Evaluation\validation\runs\20260426_145322\manifest.json json run-level dataset_count, asset_count secondary Used to select the highest-coverage validation run.
logs/runs/ (legacy/v1 benchmark and grounded-SQL artifacts) directory grounded-SQL run artifacts query_results.jsonl, run manifests, traces context only Confirms repository positioning as workload-grounded, but not used for cardinality/range metric values.

2. Primary analysis source

  • Selected run: 20260426_145322
  • Details file: Evaluation\validation\runs\20260426_145322\summaries\validation_details__all_datasets.jsonl
  • Coverage before deduplication: 513 assets across 51 datasets
  • Coverage after deduplication and alias normalization: 496 dataset-model assets across 51 datasets and 14 normalized models
  • Column-level analysis units built: 33815
  • Duplicate normalized dataset-model pairs resolved: 17 dropped assets

3. Field availability

Source dataset id/name model/generator discrete/continuous channel score real distinct synthetic distinct real min/max synthetic min/max column name overall validation score
validation_details__all_datasets.jsonl yes yes yes yes yes (discrete per-column) yes (discrete per-column) yes (continuous per-column) yes (continuous per-column) yes yes
validation_summary__all_datasets.csv yes yes no channel-level only no no no no no yes

4. Field mappings used by the loader

  • asset.model_id -> normalized model via alias map {rtf: realtabformer}.
  • report.validation_channels.cardinality_range.details.discrete_profile.per_column[].real_distinct -> real_distinct_count.
  • report.validation_channels.cardinality_range.details.discrete_profile.per_column[].syn_distinct -> synthetic_distinct_count.
  • report.validation_channels.cardinality_range.details.continuous_profile.per_column[].real_min/real_max -> real_min / real_max.
  • report.validation_channels.cardinality_range.details.continuous_profile.per_column[].syn_min/syn_max -> synthetic_min / synthetic_max.
  • report.validation_channels.cardinality_range.discrete_profile_score / continuous_profile_score remain attached as official channel-level references.

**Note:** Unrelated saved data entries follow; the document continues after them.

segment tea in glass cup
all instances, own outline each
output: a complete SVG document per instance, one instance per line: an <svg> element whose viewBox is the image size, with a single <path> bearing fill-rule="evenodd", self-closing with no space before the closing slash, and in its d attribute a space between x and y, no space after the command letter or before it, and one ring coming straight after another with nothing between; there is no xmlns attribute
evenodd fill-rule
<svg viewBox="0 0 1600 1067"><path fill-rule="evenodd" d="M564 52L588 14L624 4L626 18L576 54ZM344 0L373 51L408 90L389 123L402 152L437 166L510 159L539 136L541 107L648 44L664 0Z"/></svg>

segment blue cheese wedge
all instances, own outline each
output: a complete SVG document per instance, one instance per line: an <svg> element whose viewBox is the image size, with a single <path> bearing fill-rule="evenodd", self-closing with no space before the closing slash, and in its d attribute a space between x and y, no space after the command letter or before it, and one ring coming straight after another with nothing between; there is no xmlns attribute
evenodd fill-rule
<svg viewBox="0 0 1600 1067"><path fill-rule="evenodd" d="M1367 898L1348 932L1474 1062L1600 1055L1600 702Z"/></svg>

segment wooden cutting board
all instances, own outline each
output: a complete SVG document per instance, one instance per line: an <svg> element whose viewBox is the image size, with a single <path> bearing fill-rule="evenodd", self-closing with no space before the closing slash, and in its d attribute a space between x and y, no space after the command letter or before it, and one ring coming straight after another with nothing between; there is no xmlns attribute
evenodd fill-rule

5. Files used only for cross-checking or context

  • Older validation runs under Evaluation/validation/runs/20260426_100004, 20260426_100103, 20260426_100210, and 20260426_105754 were excluded because they only cover 1--2 datasets.
  • The run-level summary CSV is not rich enough for dynamic-bucket analysis because it lacks per-column support and range envelopes.
  • Synthetic CSVs under SynOutput/ and SynOutput-5090/ were not read directly because the unified validation details already materialize the necessary real-vs-synthetic comparisons.

6. Schema inconsistencies and missing fields

  • Model alias inconsistency: rtf appears alongside realtabformer; the analysis normalizes both to realtabformer.
  • The full validation run contains duplicate dataset × normalized_model assets for 17 pairs, mostly across SynOutput vs SynOutput-5090; the analysis keeps the newest generation timestamp and records dropped duplicates.
  • Coverage is incomplete for several generators even in the highest-coverage run, so the effective panel is not a complete 51 × 14 matrix.
  • Windows-style paths are embedded in the unified evaluation outputs, but they are treated as metadata strings rather than local file dependencies.

7. Coverage gaps that matter for interpretation

  • The normalized roster still reaches all 14 target generator names, but some generators have much smaller dataset coverage than the benchmark maximum.
  • codi, forestdiffusion, and tabdiff are especially sparse, so their high-dynamic conclusions should be read as conditional on smaller sample sizes.

8. Final decision for the main analysis

  • Use validation_details__all_datasets.jsonl as the main source.
  • Use column-level units whenever possible.
  • Keep discrete and continuous channels separate until the final cross-channel summaries.
  • Treat the discrete unit score as a derived support-retention view built directly from official per-column support-loss counts; note this explicitly in the report.